Control access to an index
Each task below is self-contained. They share one model, described in full under authentication and access control; this page is the cookbook.
Write and delete authorization runs through the model today, enforced as HTTP Basic auth on a PyPI upload and on a
docker push. The read side (anonymous_read) is recorded now and enforced when the read challenge ships, so you can
declare the policy ahead of the enforcement.
Scope a token to some projects
Add an [[index.access_token]] table to the hosted index. projects is a list of globs; actions is any of read,
write, and delete.
[[index]]
name = "hosted"
hosted = true
[[index.access_token]]
name = "ci"
secret = "ci-secret"
projects = ["team-*", "shared/tools"]
actions = ["write"]
A client presents the secret as its Basic password (-u __token__ -p ci-secret for twine, -p ci-secret for
docker login). The token may write any project matching team-* or the exact name shared/tools, and nothing else. A
write to another name returns 403. Give a token actions = ["write", "delete"] if the same credential should also
remove releases. An index can carry several [[index.access_token]] tables; each needs a distinct name.
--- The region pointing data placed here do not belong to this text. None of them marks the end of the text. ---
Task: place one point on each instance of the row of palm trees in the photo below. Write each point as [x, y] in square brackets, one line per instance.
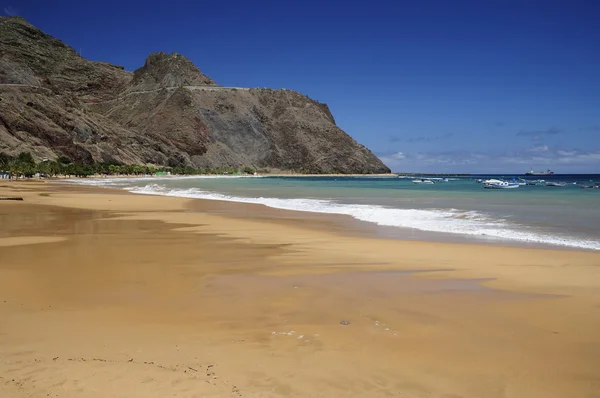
[24, 166]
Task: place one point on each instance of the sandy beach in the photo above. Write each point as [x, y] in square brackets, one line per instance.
[109, 294]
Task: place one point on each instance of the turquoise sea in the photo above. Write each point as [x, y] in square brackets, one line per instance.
[459, 209]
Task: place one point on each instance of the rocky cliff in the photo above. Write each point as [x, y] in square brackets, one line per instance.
[54, 102]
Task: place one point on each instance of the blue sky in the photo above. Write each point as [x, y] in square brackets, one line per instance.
[445, 86]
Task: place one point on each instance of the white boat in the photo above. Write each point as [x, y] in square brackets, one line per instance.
[539, 173]
[555, 184]
[499, 184]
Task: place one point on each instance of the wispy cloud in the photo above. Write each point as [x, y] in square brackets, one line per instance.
[537, 135]
[595, 128]
[561, 160]
[10, 11]
[421, 138]
[540, 148]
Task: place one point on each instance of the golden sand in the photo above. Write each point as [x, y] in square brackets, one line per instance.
[108, 294]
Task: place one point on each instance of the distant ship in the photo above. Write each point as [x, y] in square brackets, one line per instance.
[539, 173]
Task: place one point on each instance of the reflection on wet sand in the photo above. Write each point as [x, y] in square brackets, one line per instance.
[141, 297]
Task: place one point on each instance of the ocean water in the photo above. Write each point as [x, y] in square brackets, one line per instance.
[567, 217]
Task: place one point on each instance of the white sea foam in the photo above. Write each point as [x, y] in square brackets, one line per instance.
[125, 181]
[452, 221]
Let one token write everywhere
For a hosted index that a single trusted credential may write and delete across every project, the upload_token key is
the whole configuration:
[[index]]
name = "hosted"
upload_token = "hosted-secret"
This is sugar for one token granted write and delete over *. Use it when you do not need per-project scope; reach for
[[index.access_token]] the moment you do.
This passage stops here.